Cabra –que presentará su libro el próximo 11 de marzo en la FNAC Rambles de Barcelona (19.00 horas)– explica que el estrés crónico, el desgaste y el agotamiento laboral se pueden prevenir si se identifican de forma temprana. Sin embargo, en su opinión, muchas empresas todavía no conceden al bienestar laboral la relevancia que tiene. “Hay mucho sufrimiento en el trabajo. Hemos normalizado los problemas de sueño, las tensiones físicas, la irascibilidad y los problemas de salud, desde ronchas en la piel hasta eccemas”, subraya. “Mi principal consejo es que, si estás en este punto, lo abordes. Tú eres más importante que tu trabajo. Pide ayuda en tu entorno laboral, habla con tu jefe o jefa y, si te lo puedes permitir, consulta con un experto en salud mental”, añade.
Ataques de pánico
Mar sabe de lo que habla. Diez años antes de ganar el Pulitzer, en la redacción de los informativos de un canal de televisión, sufrió ataques de pánico. El desgaste fue tan elevado que había semanas en las que no quería levantarse de la cama ni le veía sentido a su vida. Obtuvo una baja médica de seis meses, atendió la ansiedad y se recuperó. Después, se marchó con una beca a EEUU. Todo parecía ir bien, pero su 'burnout' se fue cocinando poco a poco.
En 2015, fue operada por una torsión ovárica. A los pocos días, a pesar de su agotamiento físico, se incorporó de manera frenética al trabajo. Después, vino otro problema de salud: inflamación de la tiroides. Pensó en tomarse un año sabático, pero no lo hizo. Los 'papeles de Panamá' fueron más importantes.
Tras ganar el Pulitzer junto a sus compañeros del Consorcio Internacional de Periodistas de Investigación (ICIJ), completamente quebrada, le comentó a su jefa que no podía más. “Me di cuenta de que tenía que dejar el trabajo para salvarme”, explica.

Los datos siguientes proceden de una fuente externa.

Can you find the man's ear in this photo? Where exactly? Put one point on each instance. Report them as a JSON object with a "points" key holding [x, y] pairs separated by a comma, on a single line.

Su superior le pidió un esfuerzo final para liderar otra potente investigación periodística y Mar retrasó su deseado parón laboral. Finalmente, se marchó. La idea era estar fuera un mes, pero no volvió.
"Me di cuenta de que tenía que dejar el trabajo para salvarme"
Volver a ser humana
Después del portazo a una manera insana de trabajar, Mar tuvo que aprender a volver a ser humana. Lo hizo de la mano de los retiros de meditación en la sierra de Gredos y de la lectura de libros y ensayos de muchos científicos especializados en tecnoestrés y otras facetas del 'burnout'. Acostumbrada a trabajar todas las horas del día, la ganadora del Pulitzer aprendió a desengancharse de redes sociales y a quitar de su móvil notificaciones e, incluso, aplicaciones. Respondiendo solo a mensajes del círculo más íntimo, Mar aprendió a vivir con reglas básicas: comer bien, dormir, hacer ejercicio y apreciar las cosas bonitas de la vida. Y algo fundamental, respirar y hacer pausas en el día a día. Son reglas básicas que las empresas deben incorporar entre sus trabajadores porque la "gran revolución" es cuidarse a uno mismo para estar bien y trabajar no menos sino mejor.